OffensEval-TR 2020 is a shared task. The Turkish social media dataset by Çöltekin (2020) [link] is available here.
In this subtask, Turkish tweets, 31,756 and 3,528 in the training and test sets respectively, were coded as “Offensive” or “Not Offensive”. The state-of-the-art performance by the world’s best NLP experts for this subtask is 82.58% (Marco F1). Of course, it is quite impossible for this R package with default settings to obtain this performance. But it would be interesting to see how well the performance this package could get.
url <- "https://coltekin.github.io/offensive-turkish/offenseval2020-turkish.zip"
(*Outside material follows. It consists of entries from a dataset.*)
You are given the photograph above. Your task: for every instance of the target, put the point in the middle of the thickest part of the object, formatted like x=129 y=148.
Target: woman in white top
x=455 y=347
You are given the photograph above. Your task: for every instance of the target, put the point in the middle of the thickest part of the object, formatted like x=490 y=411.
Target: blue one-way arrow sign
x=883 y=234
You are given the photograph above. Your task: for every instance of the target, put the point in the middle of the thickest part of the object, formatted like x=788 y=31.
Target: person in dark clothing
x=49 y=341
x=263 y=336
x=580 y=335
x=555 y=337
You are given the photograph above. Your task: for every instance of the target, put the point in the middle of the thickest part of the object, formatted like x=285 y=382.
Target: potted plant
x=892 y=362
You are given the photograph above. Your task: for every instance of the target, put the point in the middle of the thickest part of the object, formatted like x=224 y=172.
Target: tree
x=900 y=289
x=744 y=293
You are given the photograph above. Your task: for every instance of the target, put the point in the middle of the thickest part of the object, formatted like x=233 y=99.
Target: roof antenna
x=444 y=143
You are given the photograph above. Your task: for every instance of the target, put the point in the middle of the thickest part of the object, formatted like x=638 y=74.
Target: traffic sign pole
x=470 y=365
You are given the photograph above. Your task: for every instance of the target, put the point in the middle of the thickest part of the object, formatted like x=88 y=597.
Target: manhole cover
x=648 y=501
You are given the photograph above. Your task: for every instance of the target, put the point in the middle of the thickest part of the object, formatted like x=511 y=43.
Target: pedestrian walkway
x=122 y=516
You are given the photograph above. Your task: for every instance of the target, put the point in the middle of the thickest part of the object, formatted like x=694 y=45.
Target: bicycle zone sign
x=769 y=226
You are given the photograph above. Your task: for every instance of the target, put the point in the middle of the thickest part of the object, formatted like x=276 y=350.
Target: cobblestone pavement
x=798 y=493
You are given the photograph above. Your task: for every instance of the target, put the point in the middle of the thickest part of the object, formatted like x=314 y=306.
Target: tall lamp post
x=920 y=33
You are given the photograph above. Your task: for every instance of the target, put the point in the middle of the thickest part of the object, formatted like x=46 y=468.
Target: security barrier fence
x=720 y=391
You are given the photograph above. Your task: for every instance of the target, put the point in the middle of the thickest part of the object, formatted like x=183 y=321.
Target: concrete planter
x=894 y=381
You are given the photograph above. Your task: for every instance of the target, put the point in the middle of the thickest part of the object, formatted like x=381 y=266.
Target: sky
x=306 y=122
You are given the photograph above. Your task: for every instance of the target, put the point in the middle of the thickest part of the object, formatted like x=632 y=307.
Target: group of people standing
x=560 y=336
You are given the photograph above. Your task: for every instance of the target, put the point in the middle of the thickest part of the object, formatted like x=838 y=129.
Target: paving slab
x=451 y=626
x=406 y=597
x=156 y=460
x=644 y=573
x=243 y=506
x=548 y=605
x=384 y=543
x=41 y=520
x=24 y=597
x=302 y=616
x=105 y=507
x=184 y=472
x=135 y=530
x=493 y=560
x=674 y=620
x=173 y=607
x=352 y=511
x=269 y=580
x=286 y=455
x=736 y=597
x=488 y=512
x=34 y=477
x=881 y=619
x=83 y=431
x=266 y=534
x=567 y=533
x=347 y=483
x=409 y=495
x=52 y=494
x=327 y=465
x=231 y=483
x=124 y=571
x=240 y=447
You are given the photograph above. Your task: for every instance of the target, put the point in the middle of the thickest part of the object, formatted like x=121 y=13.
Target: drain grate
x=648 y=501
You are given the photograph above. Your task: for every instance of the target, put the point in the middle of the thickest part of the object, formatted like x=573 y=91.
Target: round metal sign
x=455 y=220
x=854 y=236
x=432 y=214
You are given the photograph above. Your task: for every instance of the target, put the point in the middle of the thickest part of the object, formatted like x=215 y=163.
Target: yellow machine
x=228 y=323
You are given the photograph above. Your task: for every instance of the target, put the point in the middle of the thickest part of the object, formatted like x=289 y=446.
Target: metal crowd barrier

temp <- tempfile(fileext = ".zip")
download.file(url, temp)
unzip(temp, exdir = here::here("paper"))
require(quanteda)
#> Loading required package: quanteda
#> Package version: 3.2.4
#> Unicode version: 13.0
#> ICU version: 66.1
#> Parallel computing: 16 of 16 threads used.
#> See https://quanteda.io for tutorials and examples.
require(readtext)
#> Loading required package: readtext
input <- readtext::readtext(here::here("offenseval2020-turkish/offenseval-tr-training-v1/offenseval-tr-training-v1.tsv"), text_field = "tweet", quote = "") %>% corpus
The model is based on the BERTurk model by the Bayerische Staatsbibliothek 1.
set.seed(721)
model <- grafzahl(x = input,
y = "subtask_a",
model_type = "bert",
model_name = "dbmdz/bert-base-turkish-cased",
output_dir = here::here("turkmodel"))
saveRDS(model, here::here("turkmodel.RDS"))
test <- rio::import(here::here("offenseval2020-turkish/offenseval-tr-testset-v1/offenseval-tr-testset-v1.tsv"), quote = "")
labels <- rio::import(here::here("offenseval2020-turkish/offenseval-tr-testset-v1/offenseval-tr-labela-v1.tsv"), quote = "")
colnames(labels)[1] <- "id"
colnames(labels)[2] <- "subtask_a"
require(dplyr)
#> Loading required package: dplyr
#>
#> Attaching package: 'dplyr'
#> The following objects are masked from 'package:stats':
#>
#> filter, lag
#> The following objects are masked from 'package:base':
#>
#> intersect, setdiff, setequal, union
test %>% left_join(labels) -> test
#> Joining, by = "id"
corpus(test, text_field = "tweet") -> test_corpus
preds <- predict(model, newdata = test_corpus)
sum(caret::confusionMatrix(table(preds, docvars(test_corpus, "subtask_a")), mode = "prec_recall", positive = "OFF")$byClass["F1"], caret::confusionMatrix(table(preds, docvars(test_corpus, "subtask_a")), mode = "prec_recall", positive = "NOT")$byClass["F1"]) / 2
#> [1] 0.7972064
Not bad (vs the SOTA: 82.58%)!